The Clinton Touch Opens Doors to Chinese

As president winds up trip, his impact on Chinese may have long-term benefits for US-China relations.

Midway through a nine-day tour of China, President Clinton seems to be on the campaign trail for his policy of engagement with the world's most populous nation.

As he crisscrosses China to propagate a new era of understanding to replace the clashes and contention of the past, everyone from the Communist Party chief to the Chinese masses is giving Mr. Clinton his or her vote.

In a series of remarkable meetings that have included a televised debate with President Jiang Zemin and a brainstorming session with Chinese scholars and writers on the two sides' future, Clinton is triggering a sea change in cross-Pacific ties.

"A year ago, I could not have imagined how successful President Clinton's trip could be in reigniting friendship between the US and China," says Wu Guolan, a researcher at the Shanghai Institute for International Studies.

"As two countries that have such diverse histories, the US and China are certain to have misunderstandings," says Ms. Wu. "But as two great continental civilizations that both have their sights on the future and the world, we seem to have a rapidly growing range of common goals," she adds.

The Army's 1989 attack on pro-democracy protesters in Beijing and the disintegration of the Soviet bloc seemed to break most of the bonds between Washington and Beijing. Yet China's rise as a major economic power and as a force for nuclear nonproliferation and economic stability in Asia, combined with a loosening of Communist Party controls, are helping to create a new foundation for partnership with the US.

"As I said in Beijing in the press conference I had with Jiang Zemin ... the forces of history are driving us toward a common future," says Clinton.

During a freewheeling, roundtable discussion June 30 with a cross-section of scholars on China's future, Clinton added that expanded talks between the two sides are aimed at narrowing political differences and laying the framework for "friendship with the Chinese people over the long run into the 21st century."

Since Clinton and Jiang's surprising exchange over the 1989 crackdown at Tiananmen Square in the news conference broadcast live throughout China, "we feel that the boundaries on what we can talk about are melting away," says a recent university graduate.

A spirit of glasnost seemed to animate the round-table talk.
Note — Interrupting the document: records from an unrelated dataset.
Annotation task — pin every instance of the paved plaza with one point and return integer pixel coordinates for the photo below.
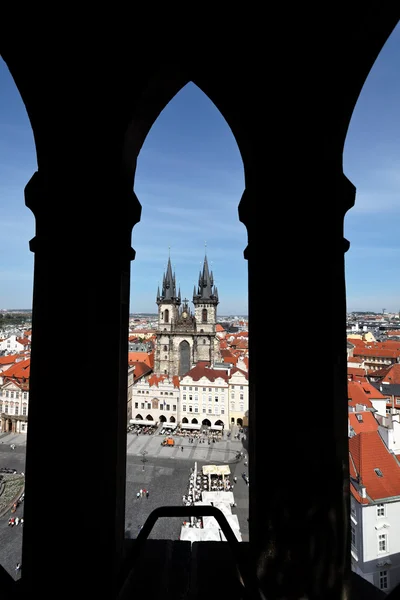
(163, 471)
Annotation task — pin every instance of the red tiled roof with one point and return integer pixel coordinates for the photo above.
(367, 451)
(369, 423)
(18, 370)
(202, 369)
(361, 393)
(146, 357)
(378, 352)
(140, 370)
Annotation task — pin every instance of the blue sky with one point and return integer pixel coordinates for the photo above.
(189, 181)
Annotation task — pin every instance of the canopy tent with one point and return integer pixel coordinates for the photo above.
(215, 497)
(224, 508)
(237, 534)
(190, 534)
(210, 535)
(216, 470)
(210, 522)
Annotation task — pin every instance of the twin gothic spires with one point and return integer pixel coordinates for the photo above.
(206, 290)
(168, 293)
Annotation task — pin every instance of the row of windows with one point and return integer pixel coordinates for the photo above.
(161, 393)
(380, 509)
(16, 410)
(222, 390)
(383, 542)
(149, 407)
(210, 410)
(8, 394)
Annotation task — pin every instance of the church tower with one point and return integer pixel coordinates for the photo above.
(184, 338)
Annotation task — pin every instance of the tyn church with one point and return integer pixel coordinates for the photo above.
(184, 338)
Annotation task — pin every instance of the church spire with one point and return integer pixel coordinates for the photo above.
(206, 291)
(168, 291)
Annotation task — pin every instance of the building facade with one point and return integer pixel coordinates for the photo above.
(155, 399)
(184, 338)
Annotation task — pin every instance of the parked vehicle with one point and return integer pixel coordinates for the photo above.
(168, 442)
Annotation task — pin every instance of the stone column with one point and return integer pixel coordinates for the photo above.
(298, 446)
(81, 284)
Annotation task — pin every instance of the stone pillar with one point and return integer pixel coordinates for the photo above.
(81, 283)
(298, 459)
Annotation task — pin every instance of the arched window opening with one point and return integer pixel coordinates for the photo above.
(174, 223)
(370, 162)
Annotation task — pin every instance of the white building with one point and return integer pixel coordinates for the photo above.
(14, 343)
(375, 510)
(14, 397)
(213, 396)
(155, 398)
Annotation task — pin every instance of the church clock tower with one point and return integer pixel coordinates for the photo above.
(183, 338)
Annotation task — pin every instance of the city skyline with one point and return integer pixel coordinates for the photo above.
(189, 181)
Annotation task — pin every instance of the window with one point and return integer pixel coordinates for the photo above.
(383, 580)
(380, 510)
(382, 542)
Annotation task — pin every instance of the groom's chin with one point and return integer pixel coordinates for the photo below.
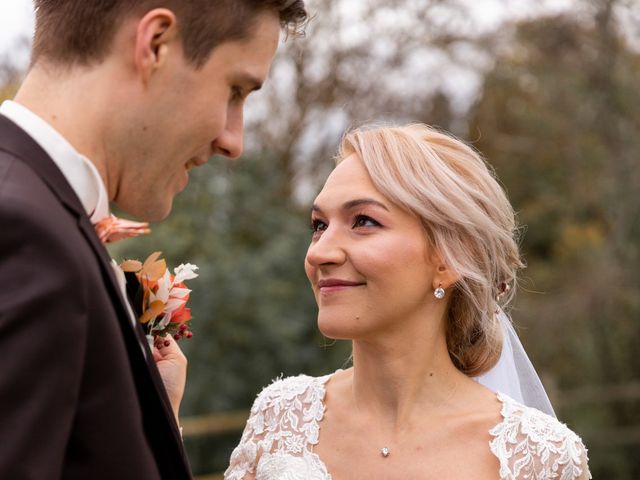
(151, 211)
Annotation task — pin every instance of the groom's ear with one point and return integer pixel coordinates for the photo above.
(155, 33)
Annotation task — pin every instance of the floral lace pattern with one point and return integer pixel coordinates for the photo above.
(284, 425)
(530, 444)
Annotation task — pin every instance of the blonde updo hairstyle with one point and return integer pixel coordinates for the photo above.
(468, 221)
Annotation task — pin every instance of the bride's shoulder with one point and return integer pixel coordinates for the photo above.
(284, 393)
(528, 440)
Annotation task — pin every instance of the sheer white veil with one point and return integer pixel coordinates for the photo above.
(514, 375)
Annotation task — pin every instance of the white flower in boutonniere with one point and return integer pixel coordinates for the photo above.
(161, 297)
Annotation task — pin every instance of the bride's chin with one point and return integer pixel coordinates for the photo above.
(335, 329)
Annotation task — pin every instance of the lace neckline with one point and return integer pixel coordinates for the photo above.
(284, 428)
(507, 404)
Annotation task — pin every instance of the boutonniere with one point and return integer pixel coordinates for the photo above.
(161, 297)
Wu Qidi, who heads Shanghai's Tongji University, told Clinton: "When you talked about human rights with President Jiang in Beijing, I think it was a very good way ... there is good reason for us to become friends, not enemies."

Zhu Lanye, a law professor at Fudan University who joined the meeting, says "The Chinese government put absolutely no restrictions on what we could say." At the talk, Professor Zhu mildly criticized Clinton for the remarkably inward-looking nature of most citizens of the world's sole superpower, and repeated an oft-heard complaint here that most Chinese know far more about the US than Americans do about China.

Zhu also joked with the president as he foundered over a question about his post-White House future. When Clinton deadpanned that he might be angling for a visiting professorship in Shanghai, Zhu chided him with: "You don't speak Chinese."

Yet in an interview after the meeting, Zhu extended an open invitation for Clinton to join Fudan University's staff. She also echoed the American leader's statement that only through increased dialogue can the West and the East begin to understand each other and the rapidly changing global landscape.

"In the West," she says, "society develops at the pace of evolution. Yet in China, an information revolution, the commercialization of society, and our opening to the West are creating an explosion of change, and it's hard for even us Chinese to understand," she adds in fluent English.

Indeed, Zhu's own life is a metaphor for the ocean of change that has washed over China over the past few decades. Zhu says her high school education was cut short by Chairman Mao's Cultural Revolution, a radical, decade-long effort to create a communist utopia by destroying China's past. After a stint as one of Mao's Red Guard storm-troopers, Zhu was sent to bitterly cold Heilongjiang province to learn from the peasants. "At that time, I wouldn't have dared to talk to a foreigner," Zhu says.

Mao's passing in 1976 paved the way for China's drive to join the global community, and the country is barely recognizable now, she says.

After talking to the head of China's onetime enemy, Zhu says the exchange seemed quite natural. "This is an international city, and there is a saying these days that the people of Shanghai have seen everything under the sun." Zhu welcomed Clinton's offer to construct a web of links between their two countries. "The Internet, satellite television, and a world pop culture are bringing us closer to the West" and triggering the high-speed transformation of Chinese society, she says.

During his whirlwind tour of China, Clinton has tempered his criticism of China's human-rights policies with calls for each of the Pacific titans to try to erase their differences through increased contact, and that approach is winning followers from every corner of society.

"I think Clinton's new opening to China is great," says researcher Wu. "It seems there's an entirely new era unfolding for us."